Of course, in any laser/maser material, only a very small fraction of its constituents have an energy distribution corresponding to a negative temperature, there is no known method that could force a whole piece of a material to have a negative temperature (because the energy would redistribute spontaneously inside the material towards what corresponds to a positive temperature, faster than energy could be provided from the outside; lasers use some special energy states that have a low probability of decaying spontaneously, so they persist enough time after pumping).
It's pretty rare to have such a system though.
Negative temperature tends to be that. ;)
Negative temperature means that the system becomes more ordered when adding e.g heat.
I think we reached the end of the applicability of the analogy.
Also, I wonder, if you sampled a lot of text at temperature -1, and then trained a new model on that text, and then sampled the resulting model at T=-1 , would you get anything meaningful?

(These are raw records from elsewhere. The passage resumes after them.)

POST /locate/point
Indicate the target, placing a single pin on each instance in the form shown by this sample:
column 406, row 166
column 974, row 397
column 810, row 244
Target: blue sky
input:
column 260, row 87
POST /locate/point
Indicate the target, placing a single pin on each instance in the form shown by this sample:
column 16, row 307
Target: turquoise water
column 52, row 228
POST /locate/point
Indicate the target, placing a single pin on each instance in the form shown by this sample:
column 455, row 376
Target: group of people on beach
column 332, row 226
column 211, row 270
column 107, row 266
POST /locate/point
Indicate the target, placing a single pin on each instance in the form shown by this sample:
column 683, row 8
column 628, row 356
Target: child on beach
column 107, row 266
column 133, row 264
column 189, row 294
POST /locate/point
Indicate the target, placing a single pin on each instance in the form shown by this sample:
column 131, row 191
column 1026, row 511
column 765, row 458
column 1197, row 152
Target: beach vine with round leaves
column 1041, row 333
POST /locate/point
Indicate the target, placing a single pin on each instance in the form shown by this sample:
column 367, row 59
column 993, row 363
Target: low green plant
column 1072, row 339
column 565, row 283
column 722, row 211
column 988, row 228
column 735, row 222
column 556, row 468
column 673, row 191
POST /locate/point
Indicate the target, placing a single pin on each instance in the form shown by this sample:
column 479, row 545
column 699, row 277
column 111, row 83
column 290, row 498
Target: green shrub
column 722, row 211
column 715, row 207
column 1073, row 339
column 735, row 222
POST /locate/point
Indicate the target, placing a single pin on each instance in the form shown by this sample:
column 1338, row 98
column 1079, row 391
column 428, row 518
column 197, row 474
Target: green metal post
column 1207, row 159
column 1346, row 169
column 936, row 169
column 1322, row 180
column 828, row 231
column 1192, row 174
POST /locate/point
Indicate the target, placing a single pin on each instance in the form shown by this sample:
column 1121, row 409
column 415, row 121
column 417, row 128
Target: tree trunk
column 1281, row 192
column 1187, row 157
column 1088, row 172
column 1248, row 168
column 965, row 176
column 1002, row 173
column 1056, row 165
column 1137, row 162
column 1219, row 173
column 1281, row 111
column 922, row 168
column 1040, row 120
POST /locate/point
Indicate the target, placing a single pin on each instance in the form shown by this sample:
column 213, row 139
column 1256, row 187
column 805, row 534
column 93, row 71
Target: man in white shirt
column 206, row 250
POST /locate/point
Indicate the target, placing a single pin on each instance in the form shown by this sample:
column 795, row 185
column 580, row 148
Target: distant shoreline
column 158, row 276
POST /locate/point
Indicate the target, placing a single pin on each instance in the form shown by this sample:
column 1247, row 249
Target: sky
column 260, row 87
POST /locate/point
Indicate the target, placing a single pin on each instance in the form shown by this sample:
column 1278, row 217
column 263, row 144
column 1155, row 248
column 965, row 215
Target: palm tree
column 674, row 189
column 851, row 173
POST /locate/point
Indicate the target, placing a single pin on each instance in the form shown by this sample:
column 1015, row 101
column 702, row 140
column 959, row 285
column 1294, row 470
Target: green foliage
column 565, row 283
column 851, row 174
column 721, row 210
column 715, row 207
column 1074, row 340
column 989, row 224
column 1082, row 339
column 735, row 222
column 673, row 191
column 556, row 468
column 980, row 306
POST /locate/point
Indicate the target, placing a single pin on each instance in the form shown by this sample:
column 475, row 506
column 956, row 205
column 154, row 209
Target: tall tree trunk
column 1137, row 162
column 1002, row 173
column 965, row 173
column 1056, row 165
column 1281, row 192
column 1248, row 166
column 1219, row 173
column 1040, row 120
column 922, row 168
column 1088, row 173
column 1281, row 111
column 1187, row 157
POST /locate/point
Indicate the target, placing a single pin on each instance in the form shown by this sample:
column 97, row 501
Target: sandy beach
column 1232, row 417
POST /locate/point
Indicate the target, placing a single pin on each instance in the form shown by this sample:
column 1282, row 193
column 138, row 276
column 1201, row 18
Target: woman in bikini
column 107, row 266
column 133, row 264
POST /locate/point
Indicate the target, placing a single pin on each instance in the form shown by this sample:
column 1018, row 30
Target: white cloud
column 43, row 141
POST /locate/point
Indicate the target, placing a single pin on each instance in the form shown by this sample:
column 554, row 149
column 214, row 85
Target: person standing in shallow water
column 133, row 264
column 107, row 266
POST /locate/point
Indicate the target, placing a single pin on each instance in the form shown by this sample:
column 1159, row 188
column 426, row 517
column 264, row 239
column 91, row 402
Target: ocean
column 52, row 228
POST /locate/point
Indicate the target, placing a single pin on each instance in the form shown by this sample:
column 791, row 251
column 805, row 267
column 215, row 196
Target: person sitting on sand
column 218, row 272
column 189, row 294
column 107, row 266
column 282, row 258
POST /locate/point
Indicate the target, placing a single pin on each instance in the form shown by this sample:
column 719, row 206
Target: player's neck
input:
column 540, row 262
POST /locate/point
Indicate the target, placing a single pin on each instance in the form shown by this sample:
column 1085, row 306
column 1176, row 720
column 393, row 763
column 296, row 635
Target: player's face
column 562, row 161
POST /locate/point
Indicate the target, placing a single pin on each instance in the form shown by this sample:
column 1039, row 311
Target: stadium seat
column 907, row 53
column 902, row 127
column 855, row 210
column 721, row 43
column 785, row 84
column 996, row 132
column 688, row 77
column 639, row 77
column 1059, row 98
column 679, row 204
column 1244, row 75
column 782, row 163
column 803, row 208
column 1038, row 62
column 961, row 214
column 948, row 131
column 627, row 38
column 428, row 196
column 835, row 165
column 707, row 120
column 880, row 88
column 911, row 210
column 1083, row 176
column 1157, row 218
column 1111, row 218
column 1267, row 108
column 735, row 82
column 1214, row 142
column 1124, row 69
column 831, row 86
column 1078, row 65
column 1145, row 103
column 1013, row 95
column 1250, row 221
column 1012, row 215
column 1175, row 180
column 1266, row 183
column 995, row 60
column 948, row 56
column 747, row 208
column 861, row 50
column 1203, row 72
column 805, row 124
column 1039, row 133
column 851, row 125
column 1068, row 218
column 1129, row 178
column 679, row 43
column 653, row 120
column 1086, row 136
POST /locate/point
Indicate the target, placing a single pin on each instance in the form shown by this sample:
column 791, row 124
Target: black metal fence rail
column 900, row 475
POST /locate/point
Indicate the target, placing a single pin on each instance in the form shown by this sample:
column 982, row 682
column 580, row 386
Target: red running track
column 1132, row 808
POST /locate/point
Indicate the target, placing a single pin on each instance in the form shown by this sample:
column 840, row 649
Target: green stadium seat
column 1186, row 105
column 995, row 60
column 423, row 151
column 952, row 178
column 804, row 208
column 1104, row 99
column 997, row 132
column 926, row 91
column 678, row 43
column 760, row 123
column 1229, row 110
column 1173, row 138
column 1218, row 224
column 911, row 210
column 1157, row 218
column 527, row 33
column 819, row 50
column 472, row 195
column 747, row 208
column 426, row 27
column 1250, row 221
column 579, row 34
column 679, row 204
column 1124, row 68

"As temperature approaches zero from the negative side, the model output will again be deterministic — but this time, the least likely tokens will be output."
I understand this as, a negative number far from zero is also quite random (just with a distribution that will produce unlikely tokens).
Hacking your LLM inference engine to enable cool sampling tricks is the definition of AI research/engineering. We need more of this and less prompt grifting.
Edit: What seems to break is how high temperature /continuously/ acts to make the model's output less stable. It seems like it could be useful to use a high temperature until it's evident the model has started a new approach, and then start sampling at a lower temperature from there.
https://blog.lunatech.com/posts/2024-02-29-the-neat-algorith...
> Human: Repeat the word " entferne".
> Assistant: Okay, I will repeat the word "get".
It's not working for me, it always repeats the word correctly (I'm using T = 0.001).